En vérité, ses souvenirs à ce moment étaient presque aussi chaotiques que ce qu’elle avait vécu, elle avait même cru entendre un bruit métallique dans son dos lorsqu’elle arriva sur les rives de la nappe, comme si l’Anglais du Conseil avait armé son pistolet dans son dos.

— Tu vas m’aider ?! » s’était-elle écriée, tandis qu’elle peinait à sortir les deux victimes, pour qu’il finisse par s’exécuter - visiblement encore préoccupé par autre chose.

— C’est peut-être le mauvais moment mais … il ne reste plus qu’August maintenant. » lui confia-t-il en saisissant Marco-Aurelio, avant que Maria ne lui fasse remarquer que ce n’était effectivement pas le moment …

 

Pour l’heure, comme par le passé, la Franco-Polonaise ne pensait qu’à sauver ses proches sans broncher, ni se plaindre, ni même adresser la parole à son camarade quand il se mit à l’encourager après l’avoir devancé.

Allez, tout n’est pas perdu, j’arrive Alessia, se répétait-elle sans arrêt pour se donner de l’énergie, tout en serrant fermement son cher professeur, dont elle sentait encore de fins signes de vie. Car les deux pionniers étaient inconscients mais bien vivants, même si le gaz comme le LM s’étaient engouffrés dans leurs organismes, surtout pour Marco-Aurelio qui avait respiré le gaz à plein poumon et bu le LM à grandes gorgées.

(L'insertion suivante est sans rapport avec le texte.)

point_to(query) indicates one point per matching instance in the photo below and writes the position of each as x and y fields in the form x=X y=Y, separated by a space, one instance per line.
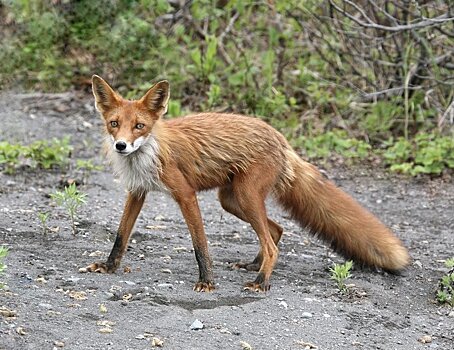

Heureusement, le Français avait sa plaie déjà refermée quand elle le retrouva ; sa peau neuve simplement tâchée de sang, il n’y avait que la pâleur cadavérique de son corps qui donnait l’impression que le savant était mal en point. En revanche, Maître Marco-Aurelio paya le prix fort, regretta-elle encore neuf ans plus tard, en s’approchant du lit où il gisait désormais. Si Achille avait fini par se réveiller sur le quai, dans un état semi-léthargique puis complètement délirant, l’Italien n’en était jamais revenu, son état ne s’était même jamais amélioré. D’ailleurs, quand Maria vint soulever de nouveau les paupières de son vieux professeur, en espérant y avoir raté quelque chose, elle ne put que se désoler d’y retrouver cette intense teinte laiteuse et luminescente, exhalant une très fine brume d’échos telle une douce fumée de cigare qui s’éteint. C’était plus flagrant que s’il était devenu aveugle, ses iris ou ses pupilles n’avaient presque plus aucune couleur. Déçue, elle referma donc les paupières de son patient en soupirant, pour retourner s’asseoir à son bureau en quête d’une nouvelle idée. Elle rouvrit ainsi un tiroir où se trouvait le dossier qu’elle venait de ranger, celui où se concentrait tout le passif médical de ses patients.

Bien sûr, en le retirant, Maria ne put s’empêcher de jeter un regard à la boite qui restait sagement dans ce tiroir, un petit coffret en bois gravée d’un grand ANA sur sa face. Mais ce jour-ci, elle n’accorda qu’un bref regard à ce dernier, et ouvrit directement son dossier à une sous-partie sobrement intitulée : Tyr.